“In bed doing what?”
“I fucked her to sleep.” He raised the glass, allowing the lights from the ceiling to pass through the dark liquid. “Also, she won’t be working here anymore.”
Alessandra went from stroking her pearls to stroking the area just above her cleavage. “Why not?”
“Because I wanted her.” He turned to Lorenzo. “So I took her.”
“She can still work here,” Alessandra argued. “That’s why we let her back into the mansion, into Chamas?—”
“Feel free to keep talking if you want to die.”
Cipriano cleared his throat.
Adrían raised a finger. “Chefe, I’m not done.”
Lorenzo and Alessandra looked to Cipriano, no doubt expecting to see offense and affront on the cartel leader’s face, but there was none. Lorenzo might have known Cipriano longer, but they never had a relationship almost as close as father and son. Cipriano knew who he was, how he operated, and for someone as loyal as he’d once been, there was virtually no such thing as insubordination.
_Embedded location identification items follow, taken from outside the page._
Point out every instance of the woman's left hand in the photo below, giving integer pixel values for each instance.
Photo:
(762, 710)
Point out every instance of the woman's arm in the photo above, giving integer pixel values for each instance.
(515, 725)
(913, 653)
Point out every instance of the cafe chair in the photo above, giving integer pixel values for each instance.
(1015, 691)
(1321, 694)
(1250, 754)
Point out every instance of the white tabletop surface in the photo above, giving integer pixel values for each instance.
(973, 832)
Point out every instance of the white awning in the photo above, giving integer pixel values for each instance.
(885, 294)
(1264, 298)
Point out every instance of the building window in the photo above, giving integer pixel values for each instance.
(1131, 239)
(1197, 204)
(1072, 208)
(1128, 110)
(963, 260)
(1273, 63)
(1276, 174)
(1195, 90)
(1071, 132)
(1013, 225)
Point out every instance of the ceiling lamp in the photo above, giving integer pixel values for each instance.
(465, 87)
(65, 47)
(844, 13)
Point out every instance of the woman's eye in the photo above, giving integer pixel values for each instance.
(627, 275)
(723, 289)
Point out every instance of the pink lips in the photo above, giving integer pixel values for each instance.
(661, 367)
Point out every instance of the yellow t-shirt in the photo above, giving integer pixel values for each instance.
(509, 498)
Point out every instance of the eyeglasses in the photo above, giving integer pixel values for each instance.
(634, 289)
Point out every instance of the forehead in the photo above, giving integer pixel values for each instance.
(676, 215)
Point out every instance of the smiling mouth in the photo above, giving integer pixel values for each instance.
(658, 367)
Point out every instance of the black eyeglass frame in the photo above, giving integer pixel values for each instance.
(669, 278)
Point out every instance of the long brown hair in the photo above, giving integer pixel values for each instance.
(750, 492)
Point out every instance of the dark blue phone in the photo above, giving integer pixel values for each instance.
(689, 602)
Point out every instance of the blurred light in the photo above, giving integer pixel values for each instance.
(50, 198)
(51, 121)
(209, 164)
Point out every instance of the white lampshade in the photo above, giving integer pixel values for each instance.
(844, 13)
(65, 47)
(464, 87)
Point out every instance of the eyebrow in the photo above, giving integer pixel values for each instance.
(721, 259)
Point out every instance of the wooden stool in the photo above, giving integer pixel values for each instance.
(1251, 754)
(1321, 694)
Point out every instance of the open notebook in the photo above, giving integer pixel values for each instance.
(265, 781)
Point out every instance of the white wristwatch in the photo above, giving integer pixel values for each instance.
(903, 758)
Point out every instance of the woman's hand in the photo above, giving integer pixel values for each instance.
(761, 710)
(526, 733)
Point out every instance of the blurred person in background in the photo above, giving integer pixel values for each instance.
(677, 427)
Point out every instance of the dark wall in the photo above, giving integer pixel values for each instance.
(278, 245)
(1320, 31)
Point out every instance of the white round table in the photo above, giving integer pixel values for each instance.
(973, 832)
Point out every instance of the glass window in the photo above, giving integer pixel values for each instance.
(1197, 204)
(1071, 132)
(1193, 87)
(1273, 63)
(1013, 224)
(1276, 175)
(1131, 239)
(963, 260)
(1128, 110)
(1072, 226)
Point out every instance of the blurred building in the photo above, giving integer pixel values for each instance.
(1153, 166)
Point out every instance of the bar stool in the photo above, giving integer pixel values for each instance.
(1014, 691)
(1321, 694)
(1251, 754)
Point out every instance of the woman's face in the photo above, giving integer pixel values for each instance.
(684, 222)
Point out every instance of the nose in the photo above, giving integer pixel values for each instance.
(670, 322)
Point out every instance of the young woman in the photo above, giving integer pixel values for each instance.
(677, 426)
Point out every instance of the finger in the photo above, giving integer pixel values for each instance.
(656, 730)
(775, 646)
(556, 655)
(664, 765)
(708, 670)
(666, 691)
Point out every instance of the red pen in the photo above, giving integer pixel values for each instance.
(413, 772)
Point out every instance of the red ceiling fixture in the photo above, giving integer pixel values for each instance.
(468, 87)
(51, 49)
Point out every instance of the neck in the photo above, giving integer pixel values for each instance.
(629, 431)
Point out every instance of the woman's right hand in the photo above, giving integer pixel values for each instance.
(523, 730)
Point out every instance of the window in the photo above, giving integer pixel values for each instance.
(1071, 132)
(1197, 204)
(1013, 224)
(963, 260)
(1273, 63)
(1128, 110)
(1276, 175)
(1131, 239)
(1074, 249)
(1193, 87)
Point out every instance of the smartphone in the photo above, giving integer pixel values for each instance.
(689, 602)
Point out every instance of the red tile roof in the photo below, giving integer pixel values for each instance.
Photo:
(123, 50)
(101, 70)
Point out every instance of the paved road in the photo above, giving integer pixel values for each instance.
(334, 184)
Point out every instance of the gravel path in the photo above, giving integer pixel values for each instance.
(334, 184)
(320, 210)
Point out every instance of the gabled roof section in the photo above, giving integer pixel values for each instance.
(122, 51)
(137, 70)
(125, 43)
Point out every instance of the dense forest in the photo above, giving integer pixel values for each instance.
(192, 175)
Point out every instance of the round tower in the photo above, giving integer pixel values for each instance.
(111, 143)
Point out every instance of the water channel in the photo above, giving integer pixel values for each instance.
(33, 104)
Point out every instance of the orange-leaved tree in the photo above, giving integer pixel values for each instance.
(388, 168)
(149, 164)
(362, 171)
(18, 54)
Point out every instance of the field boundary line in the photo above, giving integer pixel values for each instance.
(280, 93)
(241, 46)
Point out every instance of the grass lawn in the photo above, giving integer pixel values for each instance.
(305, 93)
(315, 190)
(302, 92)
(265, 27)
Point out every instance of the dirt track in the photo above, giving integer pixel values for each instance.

The desire to have him lead Chamas practically dribbled from Cipriano’s lips, but both Cipriano and Lorenzo had been destined not to get what they wanted the minute he was born.
“I have a question,” he prefaced. “When she was working under Chefe, she wore a chef’s coat. Why do you have her wearing a general staff uniform?”
Alessandra raised her chin. “I didn’t want the staff to feel as if they were beneath her.”
“They are.”
“In your opinion.”
“Right now, my opinion is the only one that matters. Chefe, I thought you said your daughter was a respectful woman? Whose fault is it that she didn’t develop any manners? Learn who the fuck you’re talking to before you open your mouth, princesa.”
Cipriano chuckled. “Her mother.”
Alessandra gasped. “Father, really?”
Cipriano, still chuckling, shrugged.
“How about a toast?” Lorenzo suggested. “To friends, old and new. Those you want to drink with…and those you want to stab in the throat.”
Adrían, ignoring the unconcealed jab, lowered his glass slightly. “All right, then. Saúde.”
They all raised their glasses.
“Saude!”
He drained his fruit wine.
Lorenzo drank from his glass, eyes on him.
“Problem, Lorenzo?” he asked. “Or do you simply find me attractive? Or maybe you’re still upset that I took?—”
“You talk too much, friend,” Lorenzo hissed. “How about some nightshade to help you shut that mouth?”
“Nightshade?” Adrían held his glass out in front of him. “You son of a b?—”
The glass fell from his hand, shattering on the ground. Then, what sounded like another glass splintered, the noise weaving between coughing, gagging, and gasping noises that weren’t coming from him.
Lorenzo’s smug look vanished. “What’s going on?”
“What is happening?” Cipriano asked.